Question

Being a somewhat proficient iOS developer, I have just started working on a desktop OSX project in Cocoa and I'm running into issues that I just can't grasp. So this question is for the OSX developers out there.

I don't like the Interface Builder much, so I tend to write my views in code. The most prominent method I write my view layout code in is a view controller's loadView method, and at least on iOS I use autoresizingMasks for everything. Try out the view small, large, rotated landscape and portrait and if all is dandy, I continue with the next item on my list. Now on the desktop, the autoresizingMask works (or just looks) a little bit different. First of all the properties have different names, but their behavior also seems weird or unexpected.

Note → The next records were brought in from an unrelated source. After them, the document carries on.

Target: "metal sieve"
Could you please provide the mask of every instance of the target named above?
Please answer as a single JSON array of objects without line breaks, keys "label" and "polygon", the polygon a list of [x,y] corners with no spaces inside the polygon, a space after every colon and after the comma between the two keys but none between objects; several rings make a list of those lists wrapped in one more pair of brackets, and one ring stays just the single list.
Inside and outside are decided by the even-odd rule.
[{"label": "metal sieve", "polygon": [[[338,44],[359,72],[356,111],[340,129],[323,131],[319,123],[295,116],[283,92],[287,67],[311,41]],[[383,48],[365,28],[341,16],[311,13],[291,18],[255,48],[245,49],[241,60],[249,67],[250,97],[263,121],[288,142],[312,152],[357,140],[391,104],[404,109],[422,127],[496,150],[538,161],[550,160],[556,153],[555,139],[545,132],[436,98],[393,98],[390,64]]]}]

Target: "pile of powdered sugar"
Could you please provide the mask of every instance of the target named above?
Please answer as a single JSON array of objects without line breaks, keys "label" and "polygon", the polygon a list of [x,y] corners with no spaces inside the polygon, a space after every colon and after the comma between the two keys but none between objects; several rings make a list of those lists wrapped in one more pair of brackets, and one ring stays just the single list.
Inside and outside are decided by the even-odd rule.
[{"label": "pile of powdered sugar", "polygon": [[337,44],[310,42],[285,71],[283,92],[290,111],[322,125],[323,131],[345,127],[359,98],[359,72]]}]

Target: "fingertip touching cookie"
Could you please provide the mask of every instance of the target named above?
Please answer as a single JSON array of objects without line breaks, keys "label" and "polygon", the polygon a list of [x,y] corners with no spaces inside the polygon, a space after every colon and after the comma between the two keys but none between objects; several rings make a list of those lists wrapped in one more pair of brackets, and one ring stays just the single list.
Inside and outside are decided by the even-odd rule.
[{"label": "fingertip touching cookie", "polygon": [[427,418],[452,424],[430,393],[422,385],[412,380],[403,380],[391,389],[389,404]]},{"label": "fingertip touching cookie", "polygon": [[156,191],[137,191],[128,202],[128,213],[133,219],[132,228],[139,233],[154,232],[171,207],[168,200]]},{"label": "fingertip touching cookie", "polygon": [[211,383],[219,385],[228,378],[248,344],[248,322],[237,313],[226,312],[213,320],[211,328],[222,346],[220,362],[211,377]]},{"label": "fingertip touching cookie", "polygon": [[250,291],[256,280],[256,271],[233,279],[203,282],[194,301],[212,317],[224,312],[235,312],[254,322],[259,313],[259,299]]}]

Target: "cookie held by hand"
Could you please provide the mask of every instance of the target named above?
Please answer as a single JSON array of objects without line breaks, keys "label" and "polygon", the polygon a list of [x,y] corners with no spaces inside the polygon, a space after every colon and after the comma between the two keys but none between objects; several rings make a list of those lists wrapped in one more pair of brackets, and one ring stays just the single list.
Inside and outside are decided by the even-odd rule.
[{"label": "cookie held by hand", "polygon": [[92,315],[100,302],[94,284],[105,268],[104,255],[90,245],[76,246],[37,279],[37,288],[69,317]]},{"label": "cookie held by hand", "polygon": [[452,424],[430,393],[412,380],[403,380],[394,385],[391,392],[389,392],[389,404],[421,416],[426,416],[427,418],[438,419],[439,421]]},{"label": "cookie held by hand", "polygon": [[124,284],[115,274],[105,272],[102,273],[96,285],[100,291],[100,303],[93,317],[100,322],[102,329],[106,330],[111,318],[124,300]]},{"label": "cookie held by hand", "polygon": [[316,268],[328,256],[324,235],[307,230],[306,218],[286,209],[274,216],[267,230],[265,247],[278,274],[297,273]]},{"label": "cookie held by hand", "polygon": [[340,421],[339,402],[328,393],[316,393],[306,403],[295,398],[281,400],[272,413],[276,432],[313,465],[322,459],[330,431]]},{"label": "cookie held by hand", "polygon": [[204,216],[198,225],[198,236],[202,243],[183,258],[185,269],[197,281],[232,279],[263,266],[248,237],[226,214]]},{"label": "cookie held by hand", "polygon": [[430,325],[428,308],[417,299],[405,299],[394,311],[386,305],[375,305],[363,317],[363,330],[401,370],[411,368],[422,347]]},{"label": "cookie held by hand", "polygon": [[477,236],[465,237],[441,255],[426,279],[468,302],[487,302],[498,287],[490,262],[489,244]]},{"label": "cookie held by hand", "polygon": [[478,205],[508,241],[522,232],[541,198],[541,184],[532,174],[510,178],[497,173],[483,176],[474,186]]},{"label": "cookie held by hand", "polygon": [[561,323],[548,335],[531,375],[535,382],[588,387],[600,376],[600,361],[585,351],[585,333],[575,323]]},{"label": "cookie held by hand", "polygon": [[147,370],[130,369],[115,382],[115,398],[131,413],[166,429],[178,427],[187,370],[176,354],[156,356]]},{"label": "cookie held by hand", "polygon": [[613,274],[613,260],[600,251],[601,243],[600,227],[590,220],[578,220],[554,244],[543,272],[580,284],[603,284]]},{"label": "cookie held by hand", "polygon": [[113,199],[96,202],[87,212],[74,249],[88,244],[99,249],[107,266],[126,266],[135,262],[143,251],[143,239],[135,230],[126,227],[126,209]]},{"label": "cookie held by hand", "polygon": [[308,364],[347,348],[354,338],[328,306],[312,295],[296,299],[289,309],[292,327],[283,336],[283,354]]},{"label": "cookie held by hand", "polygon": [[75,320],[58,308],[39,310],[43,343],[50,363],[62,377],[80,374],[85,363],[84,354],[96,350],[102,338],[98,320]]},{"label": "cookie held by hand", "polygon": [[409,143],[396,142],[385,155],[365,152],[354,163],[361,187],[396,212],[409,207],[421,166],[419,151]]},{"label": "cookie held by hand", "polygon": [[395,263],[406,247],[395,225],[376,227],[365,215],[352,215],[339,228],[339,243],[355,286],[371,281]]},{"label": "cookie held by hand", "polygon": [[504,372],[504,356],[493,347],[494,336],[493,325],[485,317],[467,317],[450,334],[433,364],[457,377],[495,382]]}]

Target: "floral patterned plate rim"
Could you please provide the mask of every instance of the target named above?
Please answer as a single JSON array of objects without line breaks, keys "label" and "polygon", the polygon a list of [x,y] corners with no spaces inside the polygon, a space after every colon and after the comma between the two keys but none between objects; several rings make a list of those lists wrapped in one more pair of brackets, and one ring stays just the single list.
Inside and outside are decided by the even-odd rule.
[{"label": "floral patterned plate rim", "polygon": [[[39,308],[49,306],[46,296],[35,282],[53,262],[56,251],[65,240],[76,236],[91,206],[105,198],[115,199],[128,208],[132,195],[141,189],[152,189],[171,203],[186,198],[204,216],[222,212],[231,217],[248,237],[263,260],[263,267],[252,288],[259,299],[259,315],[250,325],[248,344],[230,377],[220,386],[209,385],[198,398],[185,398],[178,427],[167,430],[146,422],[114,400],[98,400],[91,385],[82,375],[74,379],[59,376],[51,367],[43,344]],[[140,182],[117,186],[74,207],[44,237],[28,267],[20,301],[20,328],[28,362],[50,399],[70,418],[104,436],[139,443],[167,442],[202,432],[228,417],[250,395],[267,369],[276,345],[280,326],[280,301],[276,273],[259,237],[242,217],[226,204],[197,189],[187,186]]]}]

When I ran into the issue below, I thought it must be my code was wrong, so after trying out long enough I re-created it with Interface Builder just for confirmation's sake, and guess what: I got the exact same result. Take a view with four vertically stacked subviews. Set the middle two to have flexible heights, the outer ones to be fixed. When you run it, size it down and back up again, I get two completely different layouts before and after the resize. See image:

enter image description here

Now I can follow why this happens from a mathematical standpoint between run loops, but from the point of an 'autosizing' or 'autoresizing' feature, this makes absolutely no sense.

Before I try to write the mother-of-all-resizing-topics here, might I ask you these questions? Feel free to elaborate some more on the resizing topic if you feel it adds to the post.

  1. Am I a fool for not wanting to use the Interface Builder on desktop projects?
  2. Should I depend on the autoresizingMask less than I would on iOS projects?
  3. What are decent alternatives to making sure your layout lives up to standards without Interface Builder?

Cheers!

Was it helpful?

Solution

  1. Yes, in my opinion. :)

  2. You should depend on it when it does what you need. When it's insufficient, override resizeSubviewsWithOldSize: and/or resizeWithOldSuperviewSize: (or see below).

  3. ???

If you can target 10.7, look at the new constraint-based layout system. Check out the Cocoa Autolayout video from WWDC 2011.

You could also set minSize on your NSWindow to something large enough to prevent the singularity.

OTHER TIPS

  1. I'm not sure I'd say "fool," but refusing to use Interface Builder on the Mac is a very…avante-garde choice.

  2. You should definitely use autosizing on your views.

  3. Be maniacally attentive and spend lots of time making sure everything is right. (This is why I don't recommend going without Interface Builder. In general, what you get is a lot of wasted time that you could have spent doing something else.)

In this case, I think the best approach would be to set a sensible minimum height for the window. Don't let it get too small to display what it needs to display.